Geht man noch weiter weg vom Tor werden natürlich auch deutlich weniger Würfe genommen. Normalerweise wird hier nur bei leerem Tor oder Zeitdruck geworfen. Deshalb werden auch die betrachteten Distanzen hier größer.

Aus elf bis 20 Metern sowie aus 20 bis 30 Metern war Domagoj Duvnjak mit neun beziehungsweise zehn Treffern (je 0,3 pro Spiel) am erfolgreichsten. Besonders seine Rolle als vorderer Verteidiger in der Kieler 3-2-1-Verteidigung kam ihm hier zugute. Hierdurch konnte der Kroate entweder dem Gegner den Ball stehlen oder nach einem Gegentor den Anwurf direkt ausführen und so jeweils bei gegnerischer Unterzahl auf das leere Tor werfen. Durch die neue Einführung der Anwurfzone dürften die Abschlüsse aus diesen Distanzen zumindest insgesamt nach oben gehen.
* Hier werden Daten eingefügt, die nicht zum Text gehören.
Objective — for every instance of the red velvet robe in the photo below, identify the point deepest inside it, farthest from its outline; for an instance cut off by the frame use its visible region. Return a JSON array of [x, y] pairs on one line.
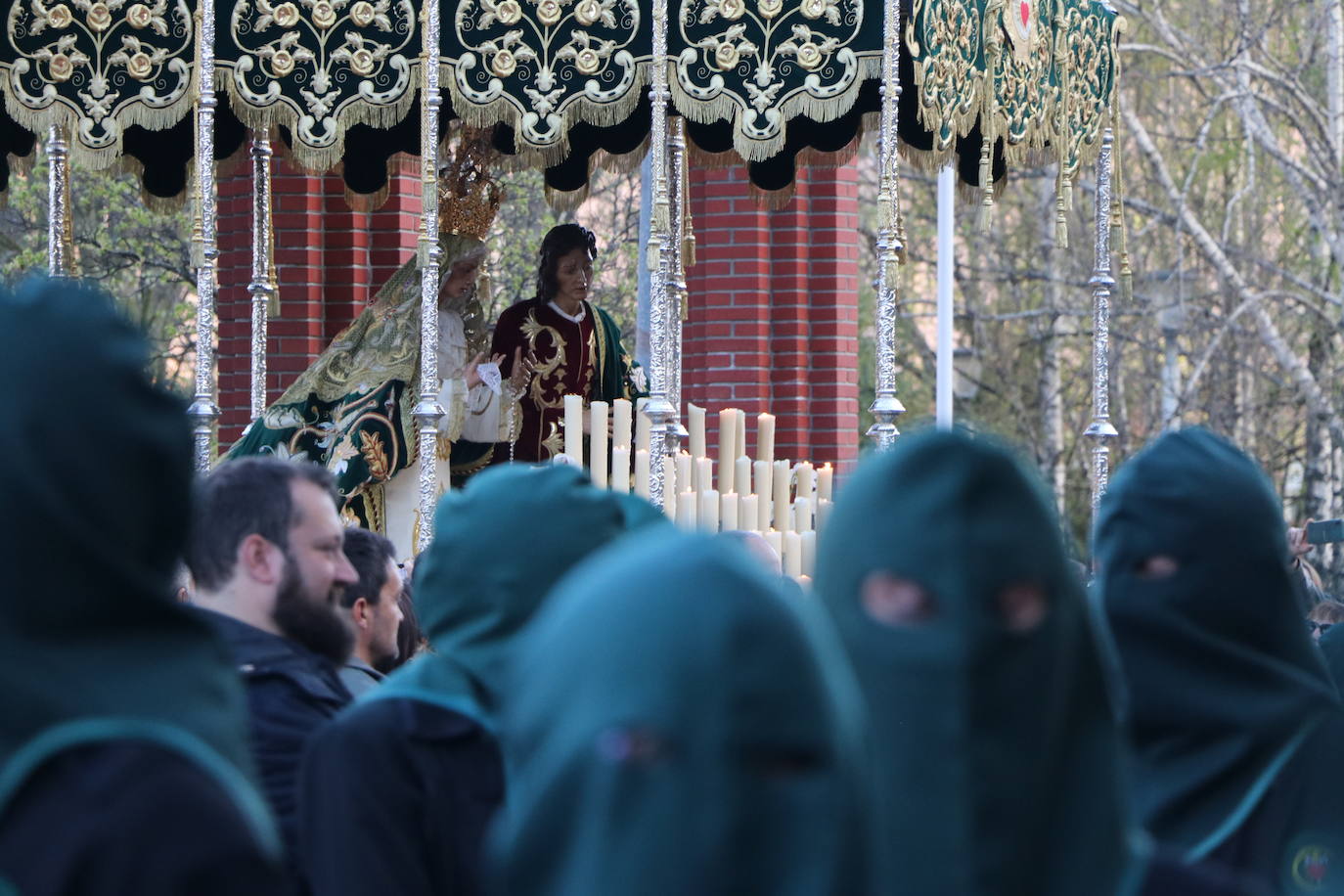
[[567, 364]]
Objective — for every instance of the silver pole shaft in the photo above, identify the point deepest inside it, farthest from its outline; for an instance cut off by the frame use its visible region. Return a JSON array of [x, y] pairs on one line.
[[58, 203], [262, 285], [203, 410], [886, 407], [1100, 284], [427, 410], [678, 287], [946, 265], [660, 410]]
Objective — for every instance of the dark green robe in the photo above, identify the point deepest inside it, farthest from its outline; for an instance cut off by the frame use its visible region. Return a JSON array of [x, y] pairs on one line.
[[1229, 702]]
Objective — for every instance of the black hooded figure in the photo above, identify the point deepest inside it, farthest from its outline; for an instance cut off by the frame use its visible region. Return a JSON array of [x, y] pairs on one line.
[[122, 758]]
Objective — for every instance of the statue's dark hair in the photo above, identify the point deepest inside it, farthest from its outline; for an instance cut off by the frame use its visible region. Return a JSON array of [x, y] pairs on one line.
[[560, 241]]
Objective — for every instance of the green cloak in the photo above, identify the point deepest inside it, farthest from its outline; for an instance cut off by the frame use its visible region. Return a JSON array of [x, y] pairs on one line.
[[94, 645], [500, 543], [1224, 681], [998, 760], [674, 733], [351, 410]]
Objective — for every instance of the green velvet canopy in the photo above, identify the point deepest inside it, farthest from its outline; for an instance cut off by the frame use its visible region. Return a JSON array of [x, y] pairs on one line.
[[563, 79]]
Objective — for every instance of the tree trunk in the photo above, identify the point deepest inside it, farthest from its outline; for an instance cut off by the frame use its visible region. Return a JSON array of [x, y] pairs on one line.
[[1050, 381]]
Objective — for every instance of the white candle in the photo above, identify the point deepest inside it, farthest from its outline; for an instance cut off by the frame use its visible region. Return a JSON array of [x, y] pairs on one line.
[[808, 543], [710, 511], [749, 515], [574, 427], [729, 511], [621, 424], [791, 555], [776, 542], [703, 474], [742, 478], [669, 489], [823, 514], [642, 473], [683, 471], [765, 438], [781, 474], [728, 448], [597, 443], [695, 425], [642, 428], [802, 515], [686, 511], [826, 484], [762, 490], [621, 468]]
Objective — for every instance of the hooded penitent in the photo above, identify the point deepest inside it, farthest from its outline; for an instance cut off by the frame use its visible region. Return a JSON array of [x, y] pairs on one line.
[[996, 759], [96, 648], [499, 546], [672, 733], [1222, 679]]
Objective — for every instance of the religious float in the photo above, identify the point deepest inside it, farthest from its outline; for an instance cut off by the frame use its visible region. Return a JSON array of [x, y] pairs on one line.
[[973, 86]]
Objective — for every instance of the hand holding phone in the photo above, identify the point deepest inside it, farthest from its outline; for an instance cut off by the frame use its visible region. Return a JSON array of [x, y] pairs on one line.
[[1325, 531]]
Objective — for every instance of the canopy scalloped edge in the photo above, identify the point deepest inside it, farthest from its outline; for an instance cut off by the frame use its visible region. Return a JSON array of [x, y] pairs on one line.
[[89, 89]]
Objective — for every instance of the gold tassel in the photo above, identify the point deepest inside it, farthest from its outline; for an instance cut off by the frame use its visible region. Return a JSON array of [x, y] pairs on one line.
[[1060, 216]]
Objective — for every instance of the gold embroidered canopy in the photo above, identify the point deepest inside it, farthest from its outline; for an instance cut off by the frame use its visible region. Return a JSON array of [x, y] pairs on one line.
[[563, 79]]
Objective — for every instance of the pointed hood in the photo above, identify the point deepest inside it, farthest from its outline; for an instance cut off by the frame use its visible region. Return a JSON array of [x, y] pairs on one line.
[[998, 763]]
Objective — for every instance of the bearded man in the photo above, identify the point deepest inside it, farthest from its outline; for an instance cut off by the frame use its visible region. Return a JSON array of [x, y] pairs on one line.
[[266, 557]]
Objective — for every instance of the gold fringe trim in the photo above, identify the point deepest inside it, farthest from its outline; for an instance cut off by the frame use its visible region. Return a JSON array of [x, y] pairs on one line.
[[575, 109], [397, 164], [567, 201], [355, 111], [729, 107], [130, 113]]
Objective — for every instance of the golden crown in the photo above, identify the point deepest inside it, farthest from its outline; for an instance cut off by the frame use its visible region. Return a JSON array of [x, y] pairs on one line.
[[468, 195]]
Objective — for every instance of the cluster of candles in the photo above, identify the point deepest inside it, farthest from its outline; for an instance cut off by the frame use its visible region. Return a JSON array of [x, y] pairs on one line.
[[785, 503]]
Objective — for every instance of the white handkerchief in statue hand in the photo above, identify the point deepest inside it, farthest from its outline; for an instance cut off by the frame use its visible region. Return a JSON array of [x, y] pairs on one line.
[[489, 374]]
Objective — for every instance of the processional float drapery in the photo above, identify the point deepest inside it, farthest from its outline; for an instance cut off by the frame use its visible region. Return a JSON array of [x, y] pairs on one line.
[[169, 87]]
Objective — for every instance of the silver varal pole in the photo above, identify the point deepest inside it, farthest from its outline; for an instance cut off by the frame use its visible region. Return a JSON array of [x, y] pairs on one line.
[[58, 203], [678, 291], [660, 410], [886, 407], [427, 410], [262, 285], [203, 410], [1102, 284]]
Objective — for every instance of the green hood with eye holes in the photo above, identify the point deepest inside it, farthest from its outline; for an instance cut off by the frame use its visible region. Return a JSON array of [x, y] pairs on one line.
[[996, 755], [1222, 679], [676, 731]]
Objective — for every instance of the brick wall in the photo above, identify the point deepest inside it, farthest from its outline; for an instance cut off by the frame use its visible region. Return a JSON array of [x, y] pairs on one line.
[[773, 320], [330, 262]]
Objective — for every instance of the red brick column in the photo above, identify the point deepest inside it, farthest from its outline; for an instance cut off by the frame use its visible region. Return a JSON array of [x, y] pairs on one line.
[[773, 320], [330, 263]]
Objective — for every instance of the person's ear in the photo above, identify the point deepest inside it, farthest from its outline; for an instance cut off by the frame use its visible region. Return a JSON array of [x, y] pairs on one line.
[[261, 560], [362, 612]]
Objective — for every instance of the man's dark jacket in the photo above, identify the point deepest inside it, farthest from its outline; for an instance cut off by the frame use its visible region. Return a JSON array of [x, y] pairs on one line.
[[291, 692]]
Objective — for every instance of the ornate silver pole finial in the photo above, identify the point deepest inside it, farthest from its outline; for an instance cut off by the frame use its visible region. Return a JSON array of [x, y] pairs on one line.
[[886, 407], [203, 410], [262, 285], [1100, 284], [58, 203], [661, 413], [427, 410]]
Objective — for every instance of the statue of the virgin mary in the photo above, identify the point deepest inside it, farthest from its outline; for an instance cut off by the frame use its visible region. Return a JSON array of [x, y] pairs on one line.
[[351, 409]]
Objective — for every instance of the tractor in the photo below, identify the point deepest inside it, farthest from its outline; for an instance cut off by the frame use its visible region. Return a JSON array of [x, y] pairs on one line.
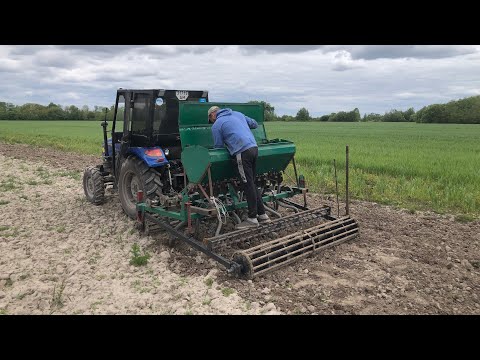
[[169, 177]]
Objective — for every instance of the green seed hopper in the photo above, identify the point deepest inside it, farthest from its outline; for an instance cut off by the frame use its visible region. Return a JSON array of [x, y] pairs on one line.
[[198, 154], [211, 178]]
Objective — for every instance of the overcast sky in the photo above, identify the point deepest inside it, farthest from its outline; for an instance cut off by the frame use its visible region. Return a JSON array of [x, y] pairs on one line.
[[323, 78]]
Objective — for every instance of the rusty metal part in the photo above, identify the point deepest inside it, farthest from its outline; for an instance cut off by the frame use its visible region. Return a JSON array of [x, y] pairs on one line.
[[271, 255], [283, 223]]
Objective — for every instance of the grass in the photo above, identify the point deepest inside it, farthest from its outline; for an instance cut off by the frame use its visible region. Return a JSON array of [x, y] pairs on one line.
[[57, 301], [409, 165], [207, 301], [227, 291], [71, 174], [138, 259], [415, 166], [209, 282]]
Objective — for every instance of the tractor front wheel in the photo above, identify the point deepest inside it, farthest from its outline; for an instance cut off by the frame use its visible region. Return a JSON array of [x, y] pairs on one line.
[[135, 175], [93, 185]]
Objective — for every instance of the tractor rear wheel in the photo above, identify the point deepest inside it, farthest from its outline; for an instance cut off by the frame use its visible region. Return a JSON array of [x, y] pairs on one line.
[[93, 185], [136, 175]]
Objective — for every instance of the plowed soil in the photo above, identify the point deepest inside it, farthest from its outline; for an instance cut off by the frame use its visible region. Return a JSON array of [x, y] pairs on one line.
[[60, 254]]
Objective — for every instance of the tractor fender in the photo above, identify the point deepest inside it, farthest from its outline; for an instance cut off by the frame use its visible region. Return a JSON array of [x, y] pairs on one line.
[[151, 156]]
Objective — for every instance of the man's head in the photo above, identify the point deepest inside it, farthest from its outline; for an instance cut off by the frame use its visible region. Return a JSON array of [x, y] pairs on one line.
[[212, 114]]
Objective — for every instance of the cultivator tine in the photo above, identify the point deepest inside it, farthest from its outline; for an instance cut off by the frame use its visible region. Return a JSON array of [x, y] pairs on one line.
[[271, 255], [264, 230]]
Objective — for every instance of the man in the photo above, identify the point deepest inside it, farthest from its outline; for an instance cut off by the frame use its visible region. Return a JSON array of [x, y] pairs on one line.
[[232, 128]]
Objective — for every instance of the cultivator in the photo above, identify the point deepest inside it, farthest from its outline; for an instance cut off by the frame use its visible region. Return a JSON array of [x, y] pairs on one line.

Aus mehr als 30 Metern lagen Malte Semisch und Niclas Kirkeløkke mit jeweils fünf Treffern an der Spitze. Der Mindener Torhüter benötigte dafür jedoch acht Versuche, zwei mehr als der Däne. Da Semisch zwei Spiele verpasste, liegt er bei den Toren pro Spiel mit 0,2 wiederum knapp vorne.

Julian Rux ist Datenanalyst und Datenjournalist. Auf seinem Blog Handballytics.de analysiert er aus neuen, datenbasierten Blickwinkeln alle möglichen Themen rund um den Handball. Ihr findet ihn auch auf Instagram, Facebook und Twitter.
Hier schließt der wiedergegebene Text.